We've encountered some strange behaviour. We have a ChemAxon table set up with standardization set to remove all but the largest fragment (full standardization settings attached). 


When I insert a molecule + salt, followed by the same molecule with its salt, the second molecule is correctly identified as a duplicate and not inserted - I assume because the standardization rules are correctly followed and the salt removed when comparing the two molecules.


However, if I export the molecule in the database, what comes out is the molecule + salt. I assumed that the standardized version of the imported molecules would be stored, but it appears to be whatever version of the molecule arrives first.


(I notice this behaviour also happens with tautomers/isomers, but it makes sense there - is this related?)


I've attached a salt/salt free pair if you want to confirm.


Cheers,


Brendan

ChemAxon d4fff15f08

02-09-2014 09:37:01

Hi Brendan,


 


The behaviour described by you is the expected one from JChem.
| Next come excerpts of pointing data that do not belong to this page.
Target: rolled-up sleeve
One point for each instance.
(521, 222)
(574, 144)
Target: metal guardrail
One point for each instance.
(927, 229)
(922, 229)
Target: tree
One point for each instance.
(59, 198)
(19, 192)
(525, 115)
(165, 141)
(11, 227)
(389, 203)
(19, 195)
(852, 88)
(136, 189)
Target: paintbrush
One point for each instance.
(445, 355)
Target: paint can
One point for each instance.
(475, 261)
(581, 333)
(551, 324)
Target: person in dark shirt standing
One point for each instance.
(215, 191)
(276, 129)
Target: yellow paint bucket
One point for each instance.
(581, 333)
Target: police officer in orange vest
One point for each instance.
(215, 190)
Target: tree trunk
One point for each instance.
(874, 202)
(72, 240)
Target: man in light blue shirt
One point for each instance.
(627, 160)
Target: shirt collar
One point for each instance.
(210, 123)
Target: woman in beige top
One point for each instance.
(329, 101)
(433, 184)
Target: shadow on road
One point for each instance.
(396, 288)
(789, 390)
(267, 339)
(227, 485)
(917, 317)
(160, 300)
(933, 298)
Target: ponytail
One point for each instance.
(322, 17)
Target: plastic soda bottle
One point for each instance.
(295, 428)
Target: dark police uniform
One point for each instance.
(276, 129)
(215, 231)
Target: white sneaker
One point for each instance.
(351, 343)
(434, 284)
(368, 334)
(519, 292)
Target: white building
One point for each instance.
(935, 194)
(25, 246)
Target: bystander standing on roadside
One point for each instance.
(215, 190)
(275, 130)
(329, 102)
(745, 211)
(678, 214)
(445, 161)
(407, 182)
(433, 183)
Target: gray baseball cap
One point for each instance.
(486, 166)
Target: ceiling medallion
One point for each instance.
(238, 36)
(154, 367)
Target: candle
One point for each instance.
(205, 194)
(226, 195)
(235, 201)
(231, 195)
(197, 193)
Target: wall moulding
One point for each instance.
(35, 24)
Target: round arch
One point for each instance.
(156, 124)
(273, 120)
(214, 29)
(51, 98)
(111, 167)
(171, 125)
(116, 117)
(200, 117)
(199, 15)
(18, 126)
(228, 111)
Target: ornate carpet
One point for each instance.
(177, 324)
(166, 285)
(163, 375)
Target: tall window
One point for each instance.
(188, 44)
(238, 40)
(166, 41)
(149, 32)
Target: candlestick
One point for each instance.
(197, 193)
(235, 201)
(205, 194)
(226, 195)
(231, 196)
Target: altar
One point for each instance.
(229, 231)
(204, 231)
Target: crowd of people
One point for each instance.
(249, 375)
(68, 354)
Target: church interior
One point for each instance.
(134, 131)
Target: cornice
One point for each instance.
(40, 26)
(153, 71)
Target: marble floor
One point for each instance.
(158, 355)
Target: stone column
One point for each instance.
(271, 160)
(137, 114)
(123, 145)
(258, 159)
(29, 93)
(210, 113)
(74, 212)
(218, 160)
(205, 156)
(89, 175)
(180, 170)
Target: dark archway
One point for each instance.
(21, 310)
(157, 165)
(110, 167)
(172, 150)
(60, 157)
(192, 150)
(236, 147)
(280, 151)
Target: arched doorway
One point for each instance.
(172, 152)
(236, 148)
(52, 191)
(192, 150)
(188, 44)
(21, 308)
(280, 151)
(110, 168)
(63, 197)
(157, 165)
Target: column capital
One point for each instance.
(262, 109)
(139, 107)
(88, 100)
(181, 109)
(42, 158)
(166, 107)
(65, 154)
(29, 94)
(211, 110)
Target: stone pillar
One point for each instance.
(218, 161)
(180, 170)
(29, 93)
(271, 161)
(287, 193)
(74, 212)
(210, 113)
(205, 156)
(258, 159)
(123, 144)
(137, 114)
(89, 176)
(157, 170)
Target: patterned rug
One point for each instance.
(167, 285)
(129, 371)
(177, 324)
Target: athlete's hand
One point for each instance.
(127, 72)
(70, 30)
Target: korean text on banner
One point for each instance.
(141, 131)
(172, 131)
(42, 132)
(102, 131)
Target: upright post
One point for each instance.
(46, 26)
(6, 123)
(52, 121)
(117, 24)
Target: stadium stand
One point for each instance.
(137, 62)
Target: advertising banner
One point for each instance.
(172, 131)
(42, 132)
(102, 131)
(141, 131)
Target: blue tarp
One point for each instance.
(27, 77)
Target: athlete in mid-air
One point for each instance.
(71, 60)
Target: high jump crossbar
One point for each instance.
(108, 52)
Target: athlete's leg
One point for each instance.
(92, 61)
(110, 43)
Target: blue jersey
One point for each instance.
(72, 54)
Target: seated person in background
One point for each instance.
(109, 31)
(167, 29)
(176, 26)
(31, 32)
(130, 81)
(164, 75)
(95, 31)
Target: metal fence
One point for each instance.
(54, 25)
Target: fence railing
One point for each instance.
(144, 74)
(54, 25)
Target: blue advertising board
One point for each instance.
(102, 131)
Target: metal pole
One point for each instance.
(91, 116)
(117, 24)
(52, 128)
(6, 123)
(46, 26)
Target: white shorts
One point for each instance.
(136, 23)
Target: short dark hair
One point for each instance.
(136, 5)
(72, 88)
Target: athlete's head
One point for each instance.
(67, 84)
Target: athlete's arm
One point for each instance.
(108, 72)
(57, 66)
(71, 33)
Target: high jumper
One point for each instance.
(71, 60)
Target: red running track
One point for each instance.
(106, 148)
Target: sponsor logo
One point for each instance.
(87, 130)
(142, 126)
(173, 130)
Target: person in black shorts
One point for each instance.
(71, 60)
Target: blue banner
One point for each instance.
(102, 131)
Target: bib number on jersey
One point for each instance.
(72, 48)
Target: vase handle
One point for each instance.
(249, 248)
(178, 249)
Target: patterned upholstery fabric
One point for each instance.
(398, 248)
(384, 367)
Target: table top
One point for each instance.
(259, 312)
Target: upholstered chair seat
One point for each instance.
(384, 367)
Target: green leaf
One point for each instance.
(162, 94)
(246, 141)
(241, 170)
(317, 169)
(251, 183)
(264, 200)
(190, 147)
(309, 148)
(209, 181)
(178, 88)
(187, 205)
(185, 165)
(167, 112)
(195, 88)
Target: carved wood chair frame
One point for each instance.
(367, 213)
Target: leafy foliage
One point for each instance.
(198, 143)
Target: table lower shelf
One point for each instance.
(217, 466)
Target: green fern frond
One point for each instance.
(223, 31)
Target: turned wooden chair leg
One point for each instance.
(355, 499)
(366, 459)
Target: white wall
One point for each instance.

It is because we store and use your original structure in its original format for export and hit visualization. The standardized structure is stored too (cd_smiles/cd_smarts field in the DB). If you want to export those ones too, you must add the cd_smiles/cd_smarts fields too when initiating an export, so they will be included in the outfile (in smiles/smarts format). We have to mention that in those cases when the original structure contains such features that could not be represented in smiles/smarts, the field cd_smiles will contain NULL. 


 


Best regards,


Norbert

User 7910dcb734

02-09-2014 09:38:43

Hi Norbert,


That's exactly the information I was looking for. Glad it's expected behaviour.


Many thanks,


Brendan